This morning I was woken at 5.30am by my cat. There was no reason (he wasn’t hungry). I had the food delivery at 7.10am and then I spent the rest of the morning talking myself out of going to the weight watchers meeting. I am very persuasive and it was around 9.28am when I said “let’s just go!” . So off I went, battling the christmas crowds. I did get a park, which was excellent.. (the meeting I go to is at a Shopping Centre) I walked up the stairs filled with nervous energy. A girl came out of the toilets (she worked at the meeting) and was all smiles and was chatty. I had no choice but to follow her into the room where the meeting is held. My leader was standing at the product table sorting cookbooks. She saw me and dropped the cookbooks and rushed toward me to give me a big hug. She was so delighted to see me. She told me she had heard about my sister. I nearly fell down with relief. I seriously let out a huge breath that I had been holding onto (figuratively). She wanted to know what happened to her and what happened with the kids, and I was OK talking about that. (there was no one else there. Turns out I was ridiculously early). Anyway I joined up and weighed in (I put on since last week at home. My first gain in ten weeks!) the meeting was not good . I mean it was good, but it was not long enough. It used to be half an hour to an hour before. This meeting was about 15 or 20 minutes. So many things have changed.

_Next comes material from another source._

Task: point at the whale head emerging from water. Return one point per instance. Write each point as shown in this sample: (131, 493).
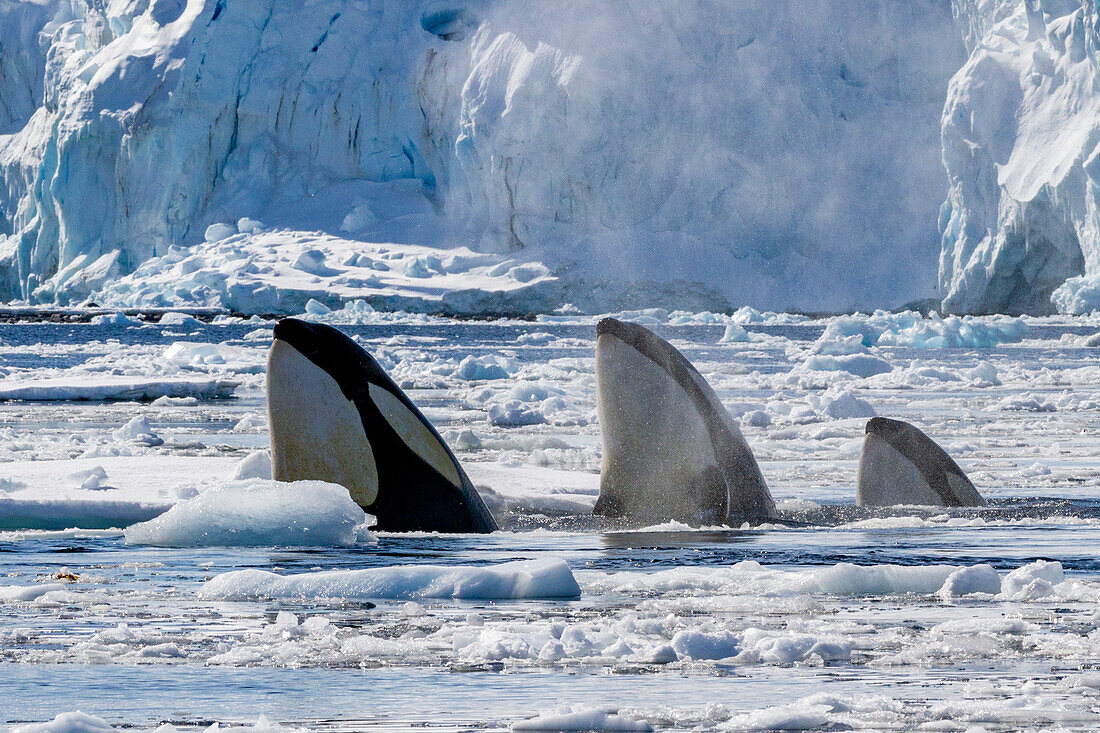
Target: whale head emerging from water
(337, 416)
(670, 449)
(900, 465)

I was embarrassed when one lady said she thought I was super brave for joining three days before Christmas. I honestly didn’t even think of that.. It never entered my head that that was strange. Everyone clapped. Then my leader told them she’s known me about 15 years. That’s just crazy.
Anyway, I’m hoping to do well this week. I want to lose a minimum of 1kg.
Feeling very positive and happy. I’m so glad I went and I didn’t talk myself out of it.